L'urgence requise n'est pas démontrée en l'espèce et l'acquiescement susvisé constitue manifestement une contestation sérieuse interdisant au juge des référés de statuer alors même qu'il n'entre pas dans les pouvoirs de ce dernier de connaître de la responsabilité d'un banquier et d'apprécier l'existence et l'étendue d'un préjudice.
L'ordonnance de référé sera donc réformée en ce sens.
Aucun abus de procédure n'est démontré en l'espèce et il convient donc de débouter la SA LE CREDIT LYONNAIS de ce chef.
Le présent arrêt constitue le titre ouvrant droit à restitution des sommes versées au titre de l'exécution provisoire attachée à la décision du premier juge et il n'y a dès lors pas lieu de statuer sur la demande en restitution.

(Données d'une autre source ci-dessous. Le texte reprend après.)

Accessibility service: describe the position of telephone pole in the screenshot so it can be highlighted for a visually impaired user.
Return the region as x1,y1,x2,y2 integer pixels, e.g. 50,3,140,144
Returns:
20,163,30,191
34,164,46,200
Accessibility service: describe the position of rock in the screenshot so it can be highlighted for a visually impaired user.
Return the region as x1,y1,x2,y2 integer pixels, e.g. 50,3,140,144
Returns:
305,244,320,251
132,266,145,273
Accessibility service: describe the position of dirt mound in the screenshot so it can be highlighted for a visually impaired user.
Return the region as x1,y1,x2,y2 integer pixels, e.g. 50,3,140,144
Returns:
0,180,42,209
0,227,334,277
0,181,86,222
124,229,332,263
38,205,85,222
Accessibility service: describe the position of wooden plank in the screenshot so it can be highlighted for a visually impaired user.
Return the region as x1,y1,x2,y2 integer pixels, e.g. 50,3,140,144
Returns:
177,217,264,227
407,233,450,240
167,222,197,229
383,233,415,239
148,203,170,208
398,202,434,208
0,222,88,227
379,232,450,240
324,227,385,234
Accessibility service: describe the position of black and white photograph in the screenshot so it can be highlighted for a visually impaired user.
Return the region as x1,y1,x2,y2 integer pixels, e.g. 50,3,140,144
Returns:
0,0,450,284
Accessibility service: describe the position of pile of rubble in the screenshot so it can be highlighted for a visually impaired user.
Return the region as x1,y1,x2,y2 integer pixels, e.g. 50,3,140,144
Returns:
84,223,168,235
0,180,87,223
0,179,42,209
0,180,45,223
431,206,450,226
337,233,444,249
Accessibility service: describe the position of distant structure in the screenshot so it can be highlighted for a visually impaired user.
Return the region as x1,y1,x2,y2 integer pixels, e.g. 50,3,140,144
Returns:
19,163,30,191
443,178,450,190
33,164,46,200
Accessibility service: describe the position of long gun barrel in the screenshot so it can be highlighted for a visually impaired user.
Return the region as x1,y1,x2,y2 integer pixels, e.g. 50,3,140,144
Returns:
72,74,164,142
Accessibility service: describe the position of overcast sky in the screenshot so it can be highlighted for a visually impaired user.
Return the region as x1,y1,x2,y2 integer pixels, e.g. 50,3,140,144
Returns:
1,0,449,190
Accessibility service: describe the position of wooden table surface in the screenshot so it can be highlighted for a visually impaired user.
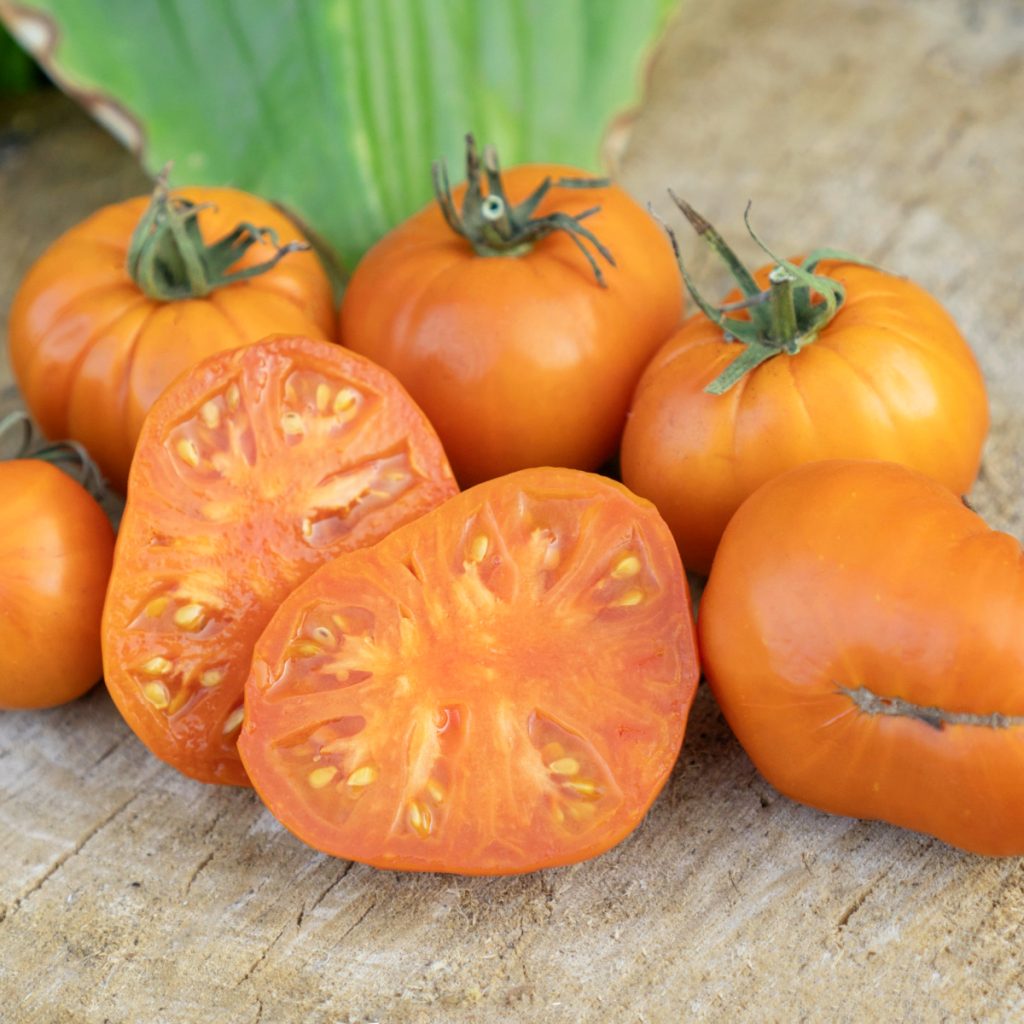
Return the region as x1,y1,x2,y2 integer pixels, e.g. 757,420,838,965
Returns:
2,2,1023,1021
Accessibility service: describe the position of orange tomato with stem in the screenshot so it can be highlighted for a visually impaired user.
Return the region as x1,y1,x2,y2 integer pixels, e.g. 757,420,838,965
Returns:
700,459,1024,856
621,197,989,575
8,170,335,491
339,134,683,487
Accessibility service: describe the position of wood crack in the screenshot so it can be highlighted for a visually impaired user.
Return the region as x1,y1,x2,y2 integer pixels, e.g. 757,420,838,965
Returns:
235,922,289,988
836,866,893,931
182,851,216,899
4,791,139,920
296,859,355,930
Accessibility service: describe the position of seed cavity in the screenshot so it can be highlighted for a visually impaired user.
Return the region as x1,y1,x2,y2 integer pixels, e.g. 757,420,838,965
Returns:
222,706,244,734
281,411,305,436
308,766,338,789
312,625,335,646
333,387,359,414
142,682,170,709
408,800,432,837
467,533,489,564
549,757,580,776
141,656,172,677
173,603,205,631
200,668,224,688
347,765,378,788
612,553,642,579
202,501,234,522
176,439,200,468
199,401,221,429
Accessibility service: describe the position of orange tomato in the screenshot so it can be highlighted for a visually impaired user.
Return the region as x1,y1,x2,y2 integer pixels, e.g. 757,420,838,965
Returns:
339,145,682,487
0,459,115,709
699,459,1024,856
240,467,699,874
101,335,456,786
622,258,989,576
8,183,335,491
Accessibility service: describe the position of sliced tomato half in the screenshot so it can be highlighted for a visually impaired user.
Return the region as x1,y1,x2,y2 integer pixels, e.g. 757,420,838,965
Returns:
239,467,699,874
102,335,457,785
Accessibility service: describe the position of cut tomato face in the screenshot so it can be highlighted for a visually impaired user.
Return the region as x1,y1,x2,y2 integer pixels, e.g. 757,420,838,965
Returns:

L'équité et la situation économique des parties commandent enfin l'octroi d'une indemnité de 800,00 € au bénéfice de la SA LE CREDIT LYONNAIS, la SARL AGENCE REGIONALE DE RECOUVREMENT qui succombe ne pouvant qu'être déboutée en sa demande de ce chef.
PAR CES MOTIFS
LA COUR,
Vu l'absence d'urgence et l'existence d'une contestation sérieuse,
Réforme l'ordonnance rendue le 23 novembre 2011 par le juge des référés du tribunal de commerce de Saint-Etienne,
Statuant à nouveau et y ajoutant,
Dit n'y avoir lieu à référé,
Déboute les parties de leurs demandes en dommages intérêts pour procédure abusive,
Dit n'y avoir lieu à statuer sur la demande en restitution des sommes versées en exécution de l'ordonnance susvisée,
Rejette toutes autres prétentions contraires ou plus amples des parties,
Condamne la SARL AGENCE REGIONALE DE RECOUVREMENT aux dépens qui seront recouvrés en application de l'article 699 du code de procédure civile, par ceux des mandataires des parties qui en ont fait la demande.